The freed men cast covert glances at the guards, followed their every move with cat-like slyness. The little Chinaman began a falsetto sing-song under his breath, which might have been a prayer to his protecting joss. One of the guards turned in his saddle and called some jocular order to the prisoners. They moved on in the wine-light of the sunset, falling precisely into the line they had held when chained, their eyes vigilant for every move of a hand on the part of the mounted men.
The rurales now carried their rifles swung free across the saddles.
Though he could understand no word of the muttered scraps of speech passed between man and man behind him, the magnetic fear waves possessing all the rest began to prompt Grant to some comprehension. The coming night—dropping of the chain—those rifles unslung from shoulders and carried free across the saddles:—did these things presage the near end of this farce of a pilgrimage across the desert to a court?

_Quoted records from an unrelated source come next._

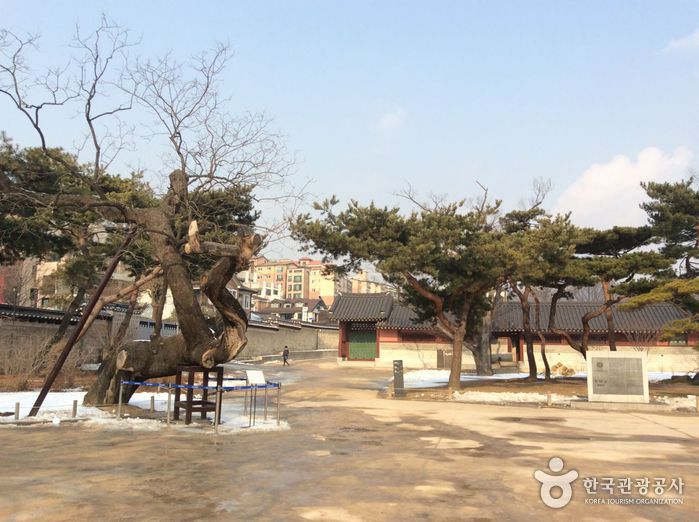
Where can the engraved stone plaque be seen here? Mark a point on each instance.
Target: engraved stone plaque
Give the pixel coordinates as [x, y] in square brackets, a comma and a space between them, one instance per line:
[617, 377]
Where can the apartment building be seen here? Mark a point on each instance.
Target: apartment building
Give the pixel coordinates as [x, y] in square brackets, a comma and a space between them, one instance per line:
[304, 278]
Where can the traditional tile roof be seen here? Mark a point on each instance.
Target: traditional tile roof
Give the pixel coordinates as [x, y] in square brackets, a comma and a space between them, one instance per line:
[27, 313]
[404, 318]
[362, 307]
[507, 317]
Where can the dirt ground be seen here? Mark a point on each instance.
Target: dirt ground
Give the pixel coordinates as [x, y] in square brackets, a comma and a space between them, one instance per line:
[350, 455]
[560, 385]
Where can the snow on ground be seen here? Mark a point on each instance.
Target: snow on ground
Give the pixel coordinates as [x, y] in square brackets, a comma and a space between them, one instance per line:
[502, 397]
[687, 402]
[436, 378]
[58, 406]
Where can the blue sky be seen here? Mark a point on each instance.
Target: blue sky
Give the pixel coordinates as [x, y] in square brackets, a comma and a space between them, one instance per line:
[374, 95]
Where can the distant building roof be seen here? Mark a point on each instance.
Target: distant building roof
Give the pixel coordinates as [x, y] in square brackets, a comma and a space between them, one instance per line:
[507, 317]
[362, 307]
[404, 318]
[27, 313]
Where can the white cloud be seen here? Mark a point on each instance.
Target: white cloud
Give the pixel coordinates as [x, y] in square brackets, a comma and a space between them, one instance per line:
[689, 42]
[610, 193]
[392, 120]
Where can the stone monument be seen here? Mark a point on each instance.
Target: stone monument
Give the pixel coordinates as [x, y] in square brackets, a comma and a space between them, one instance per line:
[617, 377]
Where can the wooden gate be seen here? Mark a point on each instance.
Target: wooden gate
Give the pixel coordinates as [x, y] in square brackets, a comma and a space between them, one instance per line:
[362, 345]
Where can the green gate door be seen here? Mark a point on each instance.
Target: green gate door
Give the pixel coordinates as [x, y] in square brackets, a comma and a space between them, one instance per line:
[362, 345]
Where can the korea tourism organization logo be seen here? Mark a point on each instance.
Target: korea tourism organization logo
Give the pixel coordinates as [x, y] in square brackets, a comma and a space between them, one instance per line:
[556, 488]
[550, 482]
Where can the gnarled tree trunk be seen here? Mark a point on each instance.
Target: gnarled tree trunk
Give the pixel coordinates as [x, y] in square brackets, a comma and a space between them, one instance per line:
[196, 344]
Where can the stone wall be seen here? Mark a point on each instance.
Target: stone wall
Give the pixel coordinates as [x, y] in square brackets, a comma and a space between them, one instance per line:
[20, 341]
[677, 359]
[270, 340]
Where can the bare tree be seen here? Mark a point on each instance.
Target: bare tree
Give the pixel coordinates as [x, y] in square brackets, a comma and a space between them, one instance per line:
[208, 150]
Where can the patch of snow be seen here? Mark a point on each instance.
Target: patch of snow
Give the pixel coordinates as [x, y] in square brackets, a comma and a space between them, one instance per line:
[689, 402]
[58, 406]
[436, 378]
[505, 397]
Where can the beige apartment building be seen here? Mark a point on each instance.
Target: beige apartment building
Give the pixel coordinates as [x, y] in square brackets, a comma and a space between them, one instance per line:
[293, 279]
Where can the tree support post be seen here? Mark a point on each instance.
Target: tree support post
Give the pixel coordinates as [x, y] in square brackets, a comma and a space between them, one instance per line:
[121, 391]
[266, 402]
[169, 403]
[217, 413]
[279, 394]
[83, 319]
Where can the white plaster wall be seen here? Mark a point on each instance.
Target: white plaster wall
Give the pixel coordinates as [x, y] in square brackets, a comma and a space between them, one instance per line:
[660, 358]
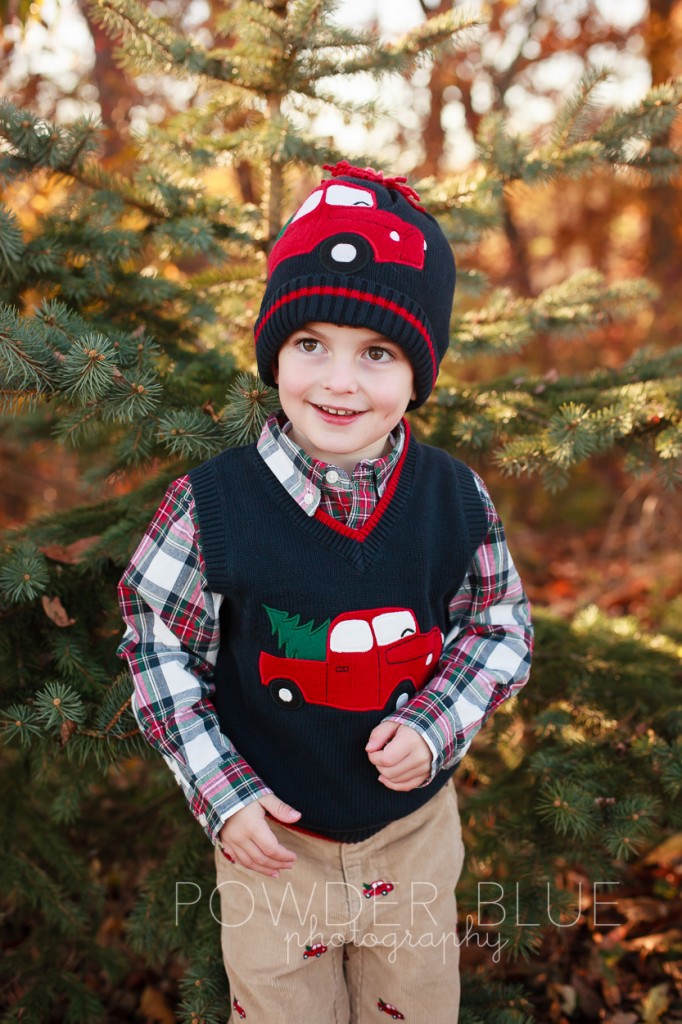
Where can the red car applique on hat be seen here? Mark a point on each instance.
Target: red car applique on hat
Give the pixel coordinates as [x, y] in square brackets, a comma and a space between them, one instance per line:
[386, 1008]
[378, 888]
[346, 238]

Light now was nearly gone from the western sky and the guards were riding farther away from the trudging line, deliberately inviting some one to offer himself for fair target practice while gunsights still could be seen. Grant faced the hazard squarely. Certain he was that none of the eight would see another sunrise, that butcher’s work would commence the minute sporting chances were definitively ignored by the victims. He was of no mind to be the passive party to a hog killing. Better a quick dash—a bullet from behind—
The line of men had just emerged from an arroyo with almost perpendicular sides; the bed of the dry stream was thick with shadow. Grant leaped from line and ran straight for the guard who rode between himself and the course of the stream. Almost at his stirrup he swerved and cut under the horse’s rump.
Shouts. A shot gone wild. Grant, zigzagging, was at the brink of the arroyo. Two shots almost as one. A lance of fire through his shoulder. Up went his arms and he plunged headlong into the gulf of blackness.
[CHAPTER VIII]
THE HEART OF BENICIA
The Desert of Altar is transcendence of silence. From the savage Growler range in Arizona south to the obsidian bastions of Pinacate, by the dead Gulf, is space to crowd five million people with their tumult of cities, their crash of machines, hoot of locomotives and shriek of steel under stress. Yet in all this blank waste not a sound.